An essential error we make as human beings is to assume that we are all the same -- that our needs, motivations and drives are all the same, and, therefore, "normal."
As a result, anything we or others do that is different from what is the norm is seen as bad, wrong, dysfunctional, or even diseased. We can spend years focusing on changing characteristics in ourselves because we are told by our culture that they are weaknesses or flaws. We can judge ourselves harshly and damage our self-esteem when unable to achieve the level of "normal" functioning, or when we find things difficult that seem to come easily to others.
We can waste a great deal of mental, emotional, and even physical energy focusing on these shortcomings, rather than developing our innate talents to the maximum of their potential.
Personality Assessments allow us to understand that not all brains are organized in the same way, and that we can often have natural qualities and capacities that are distinctive from other people. They enable us to gain a greater understanding of what may be "normal" for us in terms of those attributes which will come most easily, and which will, predictably, take more effort and energy to develop.

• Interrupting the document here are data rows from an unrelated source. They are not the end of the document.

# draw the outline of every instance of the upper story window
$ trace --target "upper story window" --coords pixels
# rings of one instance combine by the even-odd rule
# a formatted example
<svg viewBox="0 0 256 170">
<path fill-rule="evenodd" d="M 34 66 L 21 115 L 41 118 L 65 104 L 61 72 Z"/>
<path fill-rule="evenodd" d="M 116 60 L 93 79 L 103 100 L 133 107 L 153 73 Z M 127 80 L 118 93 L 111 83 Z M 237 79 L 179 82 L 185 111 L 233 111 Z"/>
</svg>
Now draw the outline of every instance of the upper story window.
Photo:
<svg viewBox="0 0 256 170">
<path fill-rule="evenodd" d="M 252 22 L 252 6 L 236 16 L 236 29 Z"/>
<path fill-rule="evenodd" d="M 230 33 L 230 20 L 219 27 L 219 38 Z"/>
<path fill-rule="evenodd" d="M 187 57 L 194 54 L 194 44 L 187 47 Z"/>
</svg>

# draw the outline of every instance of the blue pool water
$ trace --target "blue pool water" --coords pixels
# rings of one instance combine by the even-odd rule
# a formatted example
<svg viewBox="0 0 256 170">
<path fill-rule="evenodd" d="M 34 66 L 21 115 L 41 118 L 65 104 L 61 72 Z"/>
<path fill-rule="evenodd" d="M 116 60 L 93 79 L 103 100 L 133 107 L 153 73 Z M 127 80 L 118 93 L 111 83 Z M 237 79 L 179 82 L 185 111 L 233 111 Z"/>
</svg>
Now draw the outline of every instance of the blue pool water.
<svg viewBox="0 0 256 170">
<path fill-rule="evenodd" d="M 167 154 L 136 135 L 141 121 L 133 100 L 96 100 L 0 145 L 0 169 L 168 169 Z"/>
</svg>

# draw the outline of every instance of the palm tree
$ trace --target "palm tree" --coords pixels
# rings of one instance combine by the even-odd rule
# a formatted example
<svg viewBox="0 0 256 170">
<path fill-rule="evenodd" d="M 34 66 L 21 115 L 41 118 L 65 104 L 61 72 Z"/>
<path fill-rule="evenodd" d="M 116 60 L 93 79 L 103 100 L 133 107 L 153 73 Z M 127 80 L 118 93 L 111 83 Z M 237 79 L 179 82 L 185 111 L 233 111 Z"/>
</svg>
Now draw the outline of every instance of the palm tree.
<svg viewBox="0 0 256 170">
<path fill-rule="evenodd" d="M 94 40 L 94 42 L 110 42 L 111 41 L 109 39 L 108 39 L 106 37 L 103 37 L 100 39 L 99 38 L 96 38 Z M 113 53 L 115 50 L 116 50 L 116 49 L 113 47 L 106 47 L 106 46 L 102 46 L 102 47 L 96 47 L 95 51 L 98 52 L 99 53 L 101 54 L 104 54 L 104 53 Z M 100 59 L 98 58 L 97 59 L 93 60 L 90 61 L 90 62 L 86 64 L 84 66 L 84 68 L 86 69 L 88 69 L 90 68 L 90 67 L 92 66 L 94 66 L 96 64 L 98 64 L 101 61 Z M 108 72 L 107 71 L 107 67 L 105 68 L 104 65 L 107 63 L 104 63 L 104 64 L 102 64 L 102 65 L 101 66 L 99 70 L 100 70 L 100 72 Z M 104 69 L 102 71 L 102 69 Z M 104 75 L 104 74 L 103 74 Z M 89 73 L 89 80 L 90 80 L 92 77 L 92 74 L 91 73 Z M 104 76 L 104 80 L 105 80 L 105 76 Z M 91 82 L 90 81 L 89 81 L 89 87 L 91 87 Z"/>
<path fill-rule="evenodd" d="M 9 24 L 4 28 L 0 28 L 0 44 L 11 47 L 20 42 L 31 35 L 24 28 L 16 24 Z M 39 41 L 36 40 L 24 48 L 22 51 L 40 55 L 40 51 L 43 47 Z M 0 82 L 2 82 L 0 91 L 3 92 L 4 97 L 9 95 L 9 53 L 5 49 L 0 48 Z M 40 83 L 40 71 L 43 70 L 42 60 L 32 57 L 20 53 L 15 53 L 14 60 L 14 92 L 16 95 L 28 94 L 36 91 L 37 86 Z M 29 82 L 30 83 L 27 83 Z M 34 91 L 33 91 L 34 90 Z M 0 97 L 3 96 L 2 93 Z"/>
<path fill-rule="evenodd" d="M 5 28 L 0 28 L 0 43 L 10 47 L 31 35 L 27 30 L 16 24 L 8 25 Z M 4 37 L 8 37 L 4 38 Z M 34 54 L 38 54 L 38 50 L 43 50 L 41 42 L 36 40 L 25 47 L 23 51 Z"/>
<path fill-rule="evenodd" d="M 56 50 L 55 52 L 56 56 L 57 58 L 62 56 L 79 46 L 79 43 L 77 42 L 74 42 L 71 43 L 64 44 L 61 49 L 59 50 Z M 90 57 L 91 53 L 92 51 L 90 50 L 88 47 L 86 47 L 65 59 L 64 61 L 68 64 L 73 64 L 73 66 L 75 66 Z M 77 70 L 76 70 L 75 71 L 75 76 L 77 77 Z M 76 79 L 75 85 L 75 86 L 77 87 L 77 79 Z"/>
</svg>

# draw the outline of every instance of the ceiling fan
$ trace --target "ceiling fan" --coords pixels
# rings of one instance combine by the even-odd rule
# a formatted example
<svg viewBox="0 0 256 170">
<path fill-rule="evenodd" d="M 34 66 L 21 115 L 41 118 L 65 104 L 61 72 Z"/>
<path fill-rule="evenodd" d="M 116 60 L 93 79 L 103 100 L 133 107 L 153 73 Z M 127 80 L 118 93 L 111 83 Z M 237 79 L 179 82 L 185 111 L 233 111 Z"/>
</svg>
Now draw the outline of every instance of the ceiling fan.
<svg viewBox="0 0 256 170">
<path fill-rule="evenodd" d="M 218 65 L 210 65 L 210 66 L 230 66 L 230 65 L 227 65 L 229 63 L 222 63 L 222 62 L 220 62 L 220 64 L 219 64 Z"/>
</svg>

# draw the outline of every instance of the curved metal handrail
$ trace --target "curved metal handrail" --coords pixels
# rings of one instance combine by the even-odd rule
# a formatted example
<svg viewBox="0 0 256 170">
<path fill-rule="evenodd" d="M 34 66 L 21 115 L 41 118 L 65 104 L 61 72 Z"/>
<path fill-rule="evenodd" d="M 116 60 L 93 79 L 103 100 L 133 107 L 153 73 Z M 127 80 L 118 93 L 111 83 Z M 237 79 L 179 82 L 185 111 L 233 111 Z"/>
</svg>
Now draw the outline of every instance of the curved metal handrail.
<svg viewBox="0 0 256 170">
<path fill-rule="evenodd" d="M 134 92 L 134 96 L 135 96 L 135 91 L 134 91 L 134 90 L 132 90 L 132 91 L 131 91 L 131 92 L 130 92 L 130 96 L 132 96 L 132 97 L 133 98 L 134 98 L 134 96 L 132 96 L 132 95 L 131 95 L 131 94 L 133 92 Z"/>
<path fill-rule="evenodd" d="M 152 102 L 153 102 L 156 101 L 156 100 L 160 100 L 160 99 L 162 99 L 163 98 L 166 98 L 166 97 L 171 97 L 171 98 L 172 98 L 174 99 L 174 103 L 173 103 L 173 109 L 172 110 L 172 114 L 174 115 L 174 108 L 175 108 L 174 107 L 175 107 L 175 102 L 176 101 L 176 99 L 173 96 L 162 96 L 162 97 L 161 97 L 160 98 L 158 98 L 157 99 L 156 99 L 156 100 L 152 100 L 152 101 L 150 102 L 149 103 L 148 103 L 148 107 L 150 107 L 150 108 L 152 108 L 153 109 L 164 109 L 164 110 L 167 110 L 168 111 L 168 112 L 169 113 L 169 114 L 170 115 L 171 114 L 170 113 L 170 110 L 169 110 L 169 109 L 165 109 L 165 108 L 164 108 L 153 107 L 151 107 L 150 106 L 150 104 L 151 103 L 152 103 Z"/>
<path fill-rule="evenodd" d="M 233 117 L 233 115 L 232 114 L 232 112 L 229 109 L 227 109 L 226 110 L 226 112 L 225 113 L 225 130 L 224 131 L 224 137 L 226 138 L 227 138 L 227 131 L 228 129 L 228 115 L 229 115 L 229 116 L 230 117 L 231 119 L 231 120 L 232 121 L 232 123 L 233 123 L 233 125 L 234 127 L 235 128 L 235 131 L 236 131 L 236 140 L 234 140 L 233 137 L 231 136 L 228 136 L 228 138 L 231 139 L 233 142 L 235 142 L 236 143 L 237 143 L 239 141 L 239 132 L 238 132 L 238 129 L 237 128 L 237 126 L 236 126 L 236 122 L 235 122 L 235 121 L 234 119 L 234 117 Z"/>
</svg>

The key benefit of their use is that we are better able to understand ourselves and others, which means we can reduce the judgement that often keeps us at odds with ourselves and the world around us.
Personality Assessments provide an invaluable foundation for understanding oneself. They are not meant to limit or "pigeon-hole" people; rather, they are meant to provide a starting point for understanding the raw material of a person's psyche. Ultimately, to guide our decisions, so that life, relationship and career/work choices can be wisely made to work with one's natural abilities rather than against them.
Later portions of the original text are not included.